Revised it: fixed some minor errors, made it more concise and readable, and added some new interesting sections, such as The River That Carries Current and Smaller Means Cooler Means Faster.

[GeneStarwind]

The River That Carries Current sounds like a movie with some hot chick. Or fruit.

[ether.real]

This is definitely important to understand, however the big question that still remains is, where is the LINE, for each core? Obviously, as each CPU is as unique and beautiful as a hot girl calendar shoot, it wont be 100% the same for every chip. But how do we determine the guideline for vcores and temps? I need some quantification baby!!!

[undefeatedone]

did you read the entire thing?
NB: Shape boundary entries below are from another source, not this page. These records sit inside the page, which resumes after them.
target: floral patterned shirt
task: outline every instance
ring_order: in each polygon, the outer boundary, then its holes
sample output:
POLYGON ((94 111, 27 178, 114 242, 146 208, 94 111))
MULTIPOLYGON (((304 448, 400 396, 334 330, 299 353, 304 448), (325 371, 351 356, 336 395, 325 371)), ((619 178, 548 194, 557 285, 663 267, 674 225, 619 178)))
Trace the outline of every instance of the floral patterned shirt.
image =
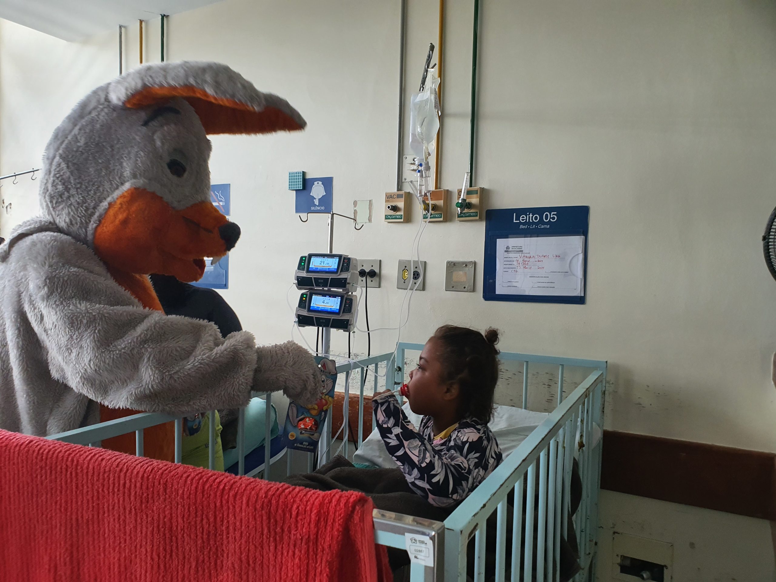
POLYGON ((501 462, 496 437, 470 417, 447 438, 435 440, 433 419, 423 417, 415 428, 393 394, 373 398, 372 406, 388 452, 410 487, 431 505, 460 503, 501 462))

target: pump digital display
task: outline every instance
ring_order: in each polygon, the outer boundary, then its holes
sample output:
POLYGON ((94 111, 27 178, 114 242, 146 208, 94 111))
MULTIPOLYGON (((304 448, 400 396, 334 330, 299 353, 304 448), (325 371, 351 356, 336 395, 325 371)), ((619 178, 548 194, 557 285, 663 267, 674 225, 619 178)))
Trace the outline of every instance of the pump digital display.
POLYGON ((308 273, 336 273, 339 272, 339 257, 313 255, 310 257, 308 273))
POLYGON ((308 311, 319 314, 339 314, 342 297, 338 295, 318 295, 314 293, 310 298, 308 311))

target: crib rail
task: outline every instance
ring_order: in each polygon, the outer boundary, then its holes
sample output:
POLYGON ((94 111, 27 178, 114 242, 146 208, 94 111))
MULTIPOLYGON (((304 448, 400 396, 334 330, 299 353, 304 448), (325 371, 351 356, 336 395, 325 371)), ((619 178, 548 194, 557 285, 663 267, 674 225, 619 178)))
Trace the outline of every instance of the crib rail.
MULTIPOLYGON (((358 375, 359 417, 357 419, 357 443, 360 447, 364 435, 365 392, 367 376, 372 374, 372 390, 394 390, 406 379, 405 360, 407 351, 420 351, 421 344, 402 342, 395 352, 383 354, 358 361, 348 361, 337 366, 338 374, 344 375, 340 383, 345 390, 345 402, 349 403, 351 379, 358 375), (378 373, 384 365, 384 373, 378 373), (369 369, 369 372, 367 372, 369 369)), ((502 361, 523 362, 523 407, 528 408, 529 395, 529 365, 531 364, 558 366, 557 407, 520 445, 501 465, 464 501, 444 523, 432 521, 398 514, 375 510, 375 536, 377 543, 394 548, 405 549, 408 537, 425 536, 431 540, 432 558, 429 566, 413 563, 411 582, 432 580, 460 580, 467 577, 467 549, 474 540, 474 580, 483 582, 486 576, 486 550, 488 533, 486 524, 489 518, 496 520, 495 580, 518 582, 530 580, 535 574, 539 582, 559 579, 561 536, 569 533, 568 521, 563 517, 569 511, 571 502, 570 480, 575 457, 582 480, 581 501, 573 518, 573 527, 577 534, 582 570, 575 580, 581 580, 592 569, 595 554, 598 531, 598 503, 600 487, 601 445, 591 446, 593 427, 603 428, 604 395, 605 390, 605 362, 583 360, 528 354, 501 352, 502 361), (566 367, 591 369, 592 373, 564 398, 564 375, 566 367), (526 496, 525 506, 518 501, 514 504, 513 516, 508 523, 508 496, 514 493, 515 500, 526 496), (535 517, 535 510, 537 514, 535 517), (508 528, 511 542, 508 547, 508 528), (534 535, 536 530, 536 543, 534 535), (534 560, 535 559, 535 564, 534 560)), ((237 421, 238 474, 252 476, 263 470, 265 479, 269 479, 272 466, 270 442, 272 430, 271 393, 253 393, 252 397, 263 397, 265 407, 265 435, 264 464, 245 473, 245 409, 239 411, 237 421)), ((347 456, 349 451, 349 406, 343 411, 341 445, 347 456)), ((209 466, 215 466, 216 423, 215 412, 210 411, 209 466)), ((318 450, 318 465, 331 460, 332 456, 332 416, 327 417, 321 434, 318 450)), ((279 418, 282 424, 282 419, 279 418)), ((182 419, 166 414, 144 413, 124 418, 100 423, 74 431, 54 435, 50 439, 64 441, 78 445, 95 446, 99 442, 120 435, 135 432, 136 454, 144 454, 144 430, 156 424, 170 421, 175 423, 176 462, 182 459, 182 419)), ((314 469, 312 453, 296 452, 307 456, 307 468, 314 469)), ((286 450, 288 472, 291 473, 292 452, 286 450)))
POLYGON ((582 571, 587 571, 598 528, 601 455, 600 442, 594 449, 587 444, 593 424, 601 425, 605 373, 603 370, 592 372, 445 521, 445 551, 454 558, 445 562, 445 580, 466 580, 466 549, 473 535, 474 580, 485 580, 486 522, 494 512, 497 528, 496 580, 518 580, 521 572, 522 580, 532 580, 534 573, 538 582, 559 579, 560 536, 563 533, 565 538, 567 534, 567 521, 563 518, 570 507, 575 450, 579 452, 582 491, 573 522, 579 534, 582 571), (513 518, 511 524, 508 524, 508 496, 512 491, 513 518), (535 516, 537 497, 538 516, 535 516), (509 549, 508 525, 512 540, 509 549), (508 578, 508 559, 511 564, 508 578))

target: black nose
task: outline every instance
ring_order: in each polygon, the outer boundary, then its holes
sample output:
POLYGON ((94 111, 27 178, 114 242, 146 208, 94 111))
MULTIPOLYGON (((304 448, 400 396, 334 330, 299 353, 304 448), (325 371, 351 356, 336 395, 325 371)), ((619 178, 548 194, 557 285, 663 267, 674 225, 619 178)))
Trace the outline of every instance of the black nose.
POLYGON ((240 238, 240 227, 233 222, 227 222, 218 227, 218 234, 220 235, 221 240, 223 241, 223 244, 227 245, 227 250, 231 251, 237 244, 237 239, 240 238))

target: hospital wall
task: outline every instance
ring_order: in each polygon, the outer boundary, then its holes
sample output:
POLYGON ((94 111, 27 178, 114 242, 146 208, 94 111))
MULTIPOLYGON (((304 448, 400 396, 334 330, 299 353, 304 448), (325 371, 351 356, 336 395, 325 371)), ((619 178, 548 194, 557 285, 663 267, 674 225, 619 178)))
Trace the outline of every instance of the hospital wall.
MULTIPOLYGON (((405 103, 436 43, 438 5, 407 3, 405 103)), ((452 190, 468 165, 472 5, 445 6, 440 184, 452 190)), ((399 322, 397 263, 419 226, 417 212, 408 224, 380 213, 396 187, 399 26, 398 2, 355 0, 227 0, 168 20, 169 60, 227 63, 309 123, 299 134, 213 137, 212 182, 231 184, 231 218, 243 230, 223 296, 260 342, 293 333, 303 343, 287 307, 293 270, 299 255, 326 248, 325 217, 303 224, 293 213, 291 170, 333 175, 337 212, 374 200, 363 230, 337 219, 334 248, 382 259, 370 324, 399 322)), ((422 342, 444 323, 494 325, 504 350, 608 360, 608 429, 776 452, 776 282, 760 241, 776 205, 774 30, 776 6, 753 0, 483 2, 475 185, 487 208, 590 206, 587 299, 484 302, 483 222, 432 223, 420 245, 426 290, 412 297, 401 339, 422 342), (477 262, 476 293, 443 290, 449 259, 477 262)), ((149 21, 147 61, 159 59, 158 32, 149 21)), ((137 24, 125 34, 131 68, 137 24)), ((116 36, 66 43, 0 21, 2 173, 37 167, 70 108, 117 73, 116 36)), ((7 236, 37 211, 36 185, 4 181, 0 195, 7 236)), ((346 352, 344 334, 333 336, 346 352)), ((372 353, 392 350, 397 336, 373 333, 372 353)), ((314 343, 314 333, 304 337, 314 343)), ((357 334, 354 352, 365 351, 357 334)), ((521 381, 508 379, 501 390, 518 393, 521 381)), ((605 495, 602 539, 648 522, 676 547, 695 545, 682 559, 696 577, 683 580, 776 576, 767 522, 693 509, 704 525, 691 539, 684 506, 656 503, 605 495), (730 557, 748 555, 739 546, 765 556, 730 557)))

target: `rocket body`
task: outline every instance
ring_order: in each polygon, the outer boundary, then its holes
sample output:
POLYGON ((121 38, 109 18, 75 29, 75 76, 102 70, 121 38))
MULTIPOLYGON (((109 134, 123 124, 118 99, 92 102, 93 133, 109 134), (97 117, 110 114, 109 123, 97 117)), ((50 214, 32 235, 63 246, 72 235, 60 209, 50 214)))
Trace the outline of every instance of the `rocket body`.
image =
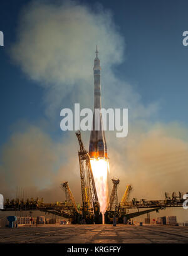
POLYGON ((100 60, 98 58, 97 47, 96 58, 94 60, 94 112, 93 116, 93 127, 91 131, 89 155, 91 158, 108 159, 107 142, 105 131, 103 131, 102 116, 100 112, 95 110, 101 110, 101 84, 100 60))

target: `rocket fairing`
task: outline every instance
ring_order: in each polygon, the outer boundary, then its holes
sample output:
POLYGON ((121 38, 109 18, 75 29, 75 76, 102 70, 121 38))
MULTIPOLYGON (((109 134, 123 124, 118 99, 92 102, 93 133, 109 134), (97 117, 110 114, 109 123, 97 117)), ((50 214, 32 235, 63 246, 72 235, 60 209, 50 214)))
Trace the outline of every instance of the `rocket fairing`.
POLYGON ((94 60, 94 112, 93 116, 93 127, 91 131, 89 155, 91 158, 103 158, 108 159, 107 154, 107 142, 105 139, 105 131, 103 131, 103 123, 102 114, 100 113, 100 116, 95 117, 95 109, 98 109, 101 110, 101 85, 100 85, 100 60, 98 58, 98 51, 97 50, 95 51, 96 58, 94 60), (95 118, 96 117, 96 118, 95 118), (97 124, 95 127, 95 119, 97 124), (99 124, 97 124, 99 121, 99 124), (98 127, 95 131, 96 127, 98 127))

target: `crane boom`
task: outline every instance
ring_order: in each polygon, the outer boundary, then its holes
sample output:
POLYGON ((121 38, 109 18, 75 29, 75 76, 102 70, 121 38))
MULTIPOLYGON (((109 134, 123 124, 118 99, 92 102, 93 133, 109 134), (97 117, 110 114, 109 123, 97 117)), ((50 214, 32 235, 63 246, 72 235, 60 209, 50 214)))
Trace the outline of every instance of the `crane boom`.
POLYGON ((85 150, 80 131, 76 132, 80 145, 78 158, 80 164, 81 198, 83 208, 83 217, 95 218, 99 221, 100 217, 100 204, 98 202, 97 189, 93 171, 91 166, 90 157, 88 151, 85 150))
POLYGON ((107 208, 107 211, 116 210, 118 206, 118 196, 117 196, 117 186, 120 183, 119 179, 112 179, 113 183, 113 188, 110 195, 110 201, 107 208))
POLYGON ((124 193, 124 195, 122 198, 121 200, 121 203, 120 205, 123 203, 125 204, 125 203, 127 202, 128 199, 129 199, 129 195, 130 195, 130 193, 132 191, 132 186, 130 185, 127 185, 127 188, 126 188, 126 190, 124 193))
POLYGON ((60 188, 65 190, 66 200, 68 205, 68 206, 71 207, 73 211, 78 213, 74 196, 68 184, 68 181, 65 181, 63 183, 61 184, 60 188))

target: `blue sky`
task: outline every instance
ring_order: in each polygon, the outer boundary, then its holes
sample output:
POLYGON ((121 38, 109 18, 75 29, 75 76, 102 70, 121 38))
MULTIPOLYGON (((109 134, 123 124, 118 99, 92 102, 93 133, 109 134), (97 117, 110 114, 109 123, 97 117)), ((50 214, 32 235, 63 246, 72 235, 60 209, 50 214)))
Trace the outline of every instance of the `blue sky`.
MULTIPOLYGON (((43 189, 53 183, 46 197, 56 200, 58 193, 60 200, 63 177, 75 183, 78 196, 78 146, 75 132, 61 131, 60 113, 80 102, 93 108, 96 44, 102 105, 128 107, 130 119, 137 114, 133 125, 128 123, 127 137, 118 140, 107 132, 110 176, 133 183, 138 198, 187 189, 188 46, 182 45, 182 33, 188 30, 187 1, 80 1, 68 8, 57 8, 55 1, 31 2, 0 3, 4 191, 13 188, 14 196, 16 184, 43 189)), ((123 185, 120 190, 123 195, 123 185)))
MULTIPOLYGON (((29 79, 9 55, 16 40, 20 11, 28 2, 1 3, 0 29, 4 35, 4 46, 0 48, 1 144, 18 120, 35 122, 45 118, 44 89, 29 79)), ((96 7, 95 1, 80 3, 93 9, 96 7)), ((188 47, 182 43, 182 32, 187 29, 187 1, 97 3, 112 11, 118 31, 125 38, 125 58, 123 63, 114 68, 115 73, 131 83, 144 104, 160 101, 156 120, 187 124, 188 47)), ((58 124, 55 125, 57 129, 53 132, 59 134, 58 124)))

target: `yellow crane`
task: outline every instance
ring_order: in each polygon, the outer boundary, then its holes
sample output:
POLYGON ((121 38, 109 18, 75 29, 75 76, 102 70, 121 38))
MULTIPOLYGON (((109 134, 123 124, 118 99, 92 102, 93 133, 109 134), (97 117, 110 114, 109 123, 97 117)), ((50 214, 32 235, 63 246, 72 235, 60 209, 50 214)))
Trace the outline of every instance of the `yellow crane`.
POLYGON ((68 184, 68 181, 65 181, 61 184, 60 188, 65 192, 66 201, 67 202, 67 206, 72 211, 76 211, 78 213, 78 210, 76 206, 75 200, 73 193, 68 184))
POLYGON ((124 193, 124 195, 120 202, 120 206, 123 206, 126 205, 127 202, 128 202, 128 201, 129 200, 130 193, 132 191, 132 188, 131 185, 127 185, 125 191, 124 193))

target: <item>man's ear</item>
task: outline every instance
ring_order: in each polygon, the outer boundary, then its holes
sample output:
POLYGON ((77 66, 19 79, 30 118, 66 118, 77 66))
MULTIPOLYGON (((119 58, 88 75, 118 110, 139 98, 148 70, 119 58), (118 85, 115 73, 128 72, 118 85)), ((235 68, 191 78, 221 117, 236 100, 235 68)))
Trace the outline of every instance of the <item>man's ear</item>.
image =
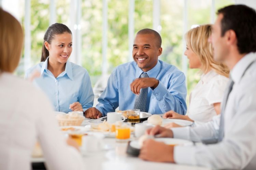
POLYGON ((237 45, 237 37, 236 32, 233 30, 227 31, 225 33, 227 44, 230 45, 237 45))
POLYGON ((161 55, 161 54, 162 54, 162 52, 163 51, 163 49, 162 48, 162 47, 159 47, 158 48, 158 56, 159 56, 159 55, 161 55))

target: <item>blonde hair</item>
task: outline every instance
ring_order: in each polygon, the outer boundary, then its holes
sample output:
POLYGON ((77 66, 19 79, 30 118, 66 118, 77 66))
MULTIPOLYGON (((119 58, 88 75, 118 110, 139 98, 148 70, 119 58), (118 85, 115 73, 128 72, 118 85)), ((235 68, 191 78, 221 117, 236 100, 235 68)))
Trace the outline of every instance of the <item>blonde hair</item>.
POLYGON ((211 34, 210 24, 191 29, 185 36, 187 45, 199 57, 203 72, 212 69, 219 74, 228 77, 229 70, 228 67, 213 60, 212 44, 208 41, 211 34))
POLYGON ((12 72, 18 66, 23 45, 19 22, 0 8, 0 72, 12 72))

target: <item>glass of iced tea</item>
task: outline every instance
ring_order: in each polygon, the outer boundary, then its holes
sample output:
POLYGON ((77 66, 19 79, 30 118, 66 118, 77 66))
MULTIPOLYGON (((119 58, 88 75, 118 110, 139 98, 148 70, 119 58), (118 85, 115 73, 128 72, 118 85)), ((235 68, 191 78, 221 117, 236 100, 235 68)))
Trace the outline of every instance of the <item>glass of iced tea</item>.
POLYGON ((127 111, 127 122, 132 126, 140 123, 140 111, 139 109, 131 109, 127 111))

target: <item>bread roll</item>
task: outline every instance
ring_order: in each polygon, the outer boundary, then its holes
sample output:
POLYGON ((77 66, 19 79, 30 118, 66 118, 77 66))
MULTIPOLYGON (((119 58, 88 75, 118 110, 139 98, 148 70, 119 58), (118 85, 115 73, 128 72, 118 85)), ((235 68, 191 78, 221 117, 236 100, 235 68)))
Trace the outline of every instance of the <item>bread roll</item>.
POLYGON ((153 125, 161 125, 162 122, 162 118, 157 115, 153 115, 147 119, 147 122, 153 125))

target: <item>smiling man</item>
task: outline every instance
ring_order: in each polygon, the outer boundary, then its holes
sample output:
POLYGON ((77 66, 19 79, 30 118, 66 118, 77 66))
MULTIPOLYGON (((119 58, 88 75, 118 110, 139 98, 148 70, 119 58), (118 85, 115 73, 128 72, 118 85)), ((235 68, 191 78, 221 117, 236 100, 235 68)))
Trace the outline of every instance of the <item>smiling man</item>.
POLYGON ((114 69, 99 103, 86 110, 85 116, 99 118, 118 106, 120 110, 137 108, 160 114, 172 110, 185 115, 185 76, 174 66, 158 60, 161 41, 160 35, 153 30, 138 32, 132 51, 134 61, 114 69))
POLYGON ((220 9, 217 14, 209 41, 214 60, 231 70, 221 116, 196 127, 148 130, 150 135, 204 144, 173 147, 148 139, 140 150, 142 159, 213 169, 255 169, 256 12, 237 5, 220 9))

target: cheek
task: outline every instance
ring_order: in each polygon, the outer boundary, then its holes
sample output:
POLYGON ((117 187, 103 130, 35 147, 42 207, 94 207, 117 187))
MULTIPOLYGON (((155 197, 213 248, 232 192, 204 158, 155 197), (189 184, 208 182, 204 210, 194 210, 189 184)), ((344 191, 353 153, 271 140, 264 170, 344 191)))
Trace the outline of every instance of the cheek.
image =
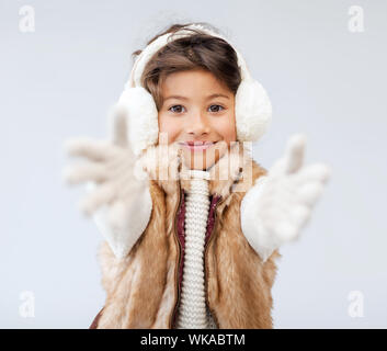
POLYGON ((173 143, 180 135, 180 129, 179 123, 177 123, 175 120, 159 114, 159 141, 160 134, 163 133, 168 135, 168 144, 173 143))
POLYGON ((237 129, 234 116, 225 120, 223 123, 215 124, 215 127, 225 141, 230 143, 237 140, 237 129))

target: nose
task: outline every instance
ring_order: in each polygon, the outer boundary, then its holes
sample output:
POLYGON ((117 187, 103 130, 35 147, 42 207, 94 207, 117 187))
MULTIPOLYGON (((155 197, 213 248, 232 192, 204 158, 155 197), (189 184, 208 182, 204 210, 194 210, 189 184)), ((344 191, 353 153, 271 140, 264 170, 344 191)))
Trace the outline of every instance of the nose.
POLYGON ((186 132, 193 137, 201 137, 207 135, 210 132, 210 127, 207 117, 201 113, 195 113, 190 118, 190 124, 186 132))

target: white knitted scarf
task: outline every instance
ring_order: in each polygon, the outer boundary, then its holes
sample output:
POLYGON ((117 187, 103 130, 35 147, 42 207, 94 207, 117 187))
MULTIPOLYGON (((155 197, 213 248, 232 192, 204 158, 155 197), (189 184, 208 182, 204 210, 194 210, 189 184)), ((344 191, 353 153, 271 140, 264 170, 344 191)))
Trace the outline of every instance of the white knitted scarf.
POLYGON ((216 325, 205 301, 204 246, 209 211, 206 171, 191 171, 185 203, 185 253, 178 329, 214 329, 216 325))

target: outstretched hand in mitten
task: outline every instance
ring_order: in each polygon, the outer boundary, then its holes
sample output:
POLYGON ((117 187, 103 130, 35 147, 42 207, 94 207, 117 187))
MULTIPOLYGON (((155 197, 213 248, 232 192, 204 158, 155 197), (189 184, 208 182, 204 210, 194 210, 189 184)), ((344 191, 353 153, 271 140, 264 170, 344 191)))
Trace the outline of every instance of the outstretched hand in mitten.
POLYGON ((124 258, 149 222, 151 199, 148 180, 138 172, 137 159, 129 147, 123 110, 114 110, 110 127, 109 140, 79 137, 66 141, 68 155, 88 161, 67 167, 64 178, 69 184, 87 184, 81 212, 93 215, 114 254, 124 258))
POLYGON ((305 145, 305 136, 291 137, 285 155, 242 200, 242 231, 263 261, 284 242, 298 238, 330 178, 325 163, 303 166, 305 145))

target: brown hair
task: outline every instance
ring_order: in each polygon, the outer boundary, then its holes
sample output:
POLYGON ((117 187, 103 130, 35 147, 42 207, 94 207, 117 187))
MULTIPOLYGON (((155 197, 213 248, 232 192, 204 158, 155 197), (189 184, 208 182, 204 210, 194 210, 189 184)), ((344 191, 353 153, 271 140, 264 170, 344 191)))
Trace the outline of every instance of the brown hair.
MULTIPOLYGON (((173 39, 173 34, 190 24, 201 24, 219 33, 208 23, 172 24, 168 30, 151 38, 147 45, 159 36, 172 33, 168 44, 159 49, 147 63, 143 76, 141 86, 151 93, 158 110, 162 106, 161 86, 166 77, 172 72, 204 69, 212 72, 219 82, 224 83, 234 94, 241 82, 238 67, 238 57, 235 49, 226 41, 208 35, 201 30, 189 29, 192 35, 173 39)), ((133 59, 143 50, 132 54, 133 59)))

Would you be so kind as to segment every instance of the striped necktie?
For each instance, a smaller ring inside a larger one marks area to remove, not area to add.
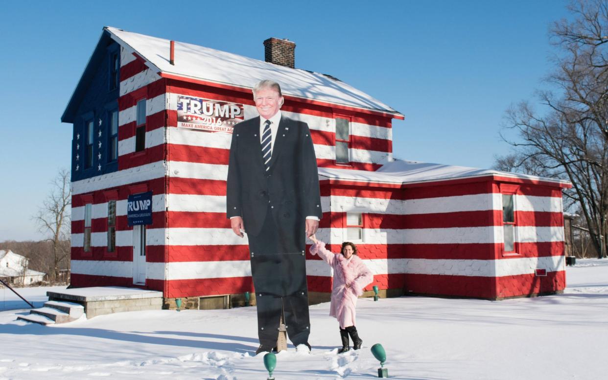
[[[271,121],[266,121],[266,126],[262,133],[262,156],[264,157],[264,165],[266,171],[270,169],[270,159],[272,156],[272,133],[270,131]]]

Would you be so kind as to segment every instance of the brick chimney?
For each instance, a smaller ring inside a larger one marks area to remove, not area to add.
[[[294,68],[295,64],[295,43],[289,40],[271,37],[264,41],[266,62]]]

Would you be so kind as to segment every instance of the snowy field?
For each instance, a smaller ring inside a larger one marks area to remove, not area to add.
[[[338,355],[329,304],[311,306],[311,353],[277,354],[277,380],[371,379],[381,343],[391,378],[606,379],[608,260],[567,269],[564,294],[503,301],[359,300],[359,351]],[[49,288],[22,290],[38,305]],[[55,289],[57,289],[55,288]],[[15,320],[26,305],[0,289],[0,379],[258,379],[254,307],[140,311],[45,327]]]

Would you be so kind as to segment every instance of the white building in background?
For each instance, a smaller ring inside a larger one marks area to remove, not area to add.
[[[10,249],[0,250],[0,279],[15,285],[29,285],[40,282],[46,273],[27,269],[27,258]]]

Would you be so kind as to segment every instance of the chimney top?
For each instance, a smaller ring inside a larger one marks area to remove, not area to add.
[[[293,69],[295,64],[295,43],[286,38],[271,37],[264,41],[264,60]]]

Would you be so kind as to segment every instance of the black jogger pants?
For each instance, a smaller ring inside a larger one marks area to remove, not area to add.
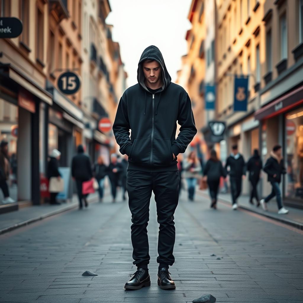
[[[172,265],[175,238],[174,214],[179,198],[179,172],[148,172],[128,170],[127,189],[132,213],[133,264],[147,266],[150,258],[146,228],[149,218],[149,203],[155,194],[158,223],[160,224],[157,262]]]

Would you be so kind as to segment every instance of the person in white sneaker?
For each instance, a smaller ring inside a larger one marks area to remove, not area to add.
[[[4,204],[13,203],[15,202],[9,196],[7,183],[9,172],[8,150],[8,143],[2,140],[0,143],[0,188],[2,190],[4,196],[4,199],[2,201]]]
[[[278,213],[287,214],[288,211],[283,206],[280,187],[281,176],[286,173],[286,169],[284,165],[284,161],[282,156],[281,146],[276,145],[274,146],[270,155],[271,156],[267,159],[263,169],[267,174],[268,180],[270,182],[272,189],[271,193],[268,196],[260,201],[260,204],[263,209],[267,211],[267,206],[266,204],[275,196],[279,209]]]

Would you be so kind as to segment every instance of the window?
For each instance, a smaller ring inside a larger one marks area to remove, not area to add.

If you did you'll have a lot better understanding.

[ether.real]

sure did. nothing I didnt learn in 2 years of Electronics. All it says is lifetime declines with hi temp and hi volts. Well I already knew that. The question is how much is too much?

[undefeatedone]

Too hard to determine. The margin of error for a motherboard supplying current, how much current gets to the chip, what the chip is made of, how good its resistors, circuits, and transistors are, and how the voltage is read is large. I'd just stick with what's recommended by reviews and established members. Give a detailed scenario and someone will most likely have an identical one. Ask them what temps @ what volts they have, and how stable it is.

[onewecallgod]

i can copy and paste too....
http://www.linuxselfhelp.com/HOWTO/C...n-HOWTO-3.html

[(sin)morpheus]

Doesn't TDP stand for thermal design power and relates to the max heat output rather than the maximum power draw? If you look at iti, if that fx57 is drawing 70+A of current, where the heck is it getting it all from?

edit: woot this is my socket 939 post!

[undefeatedone]

Quote:

Originally Posted by onewecallgod

i can copy and paste too....
http://www.linuxselfhelp.com/HOWTO/C...n-HOWTO-3.html

Wow, you're a quick one! If you would have read carefully, I cited my resources.

Quote:

Originally Posted by (sin)morpheus

Doesn't TDP stand for thermal design power and relates to the max heat output rather than the maximum power draw? If you look at iti, if that fx57 is drawing 70+A of current, where the heck is it getting it all from?

edit: woot this is my socket 939 post!

Nope, TDP stands for Total Design Power according to AMD: http://www.amd.com/us-en/Processors/...E13042,00.html

Watts are a measure of power, and power dissipation is directly related to the creation of heat in semiconductors.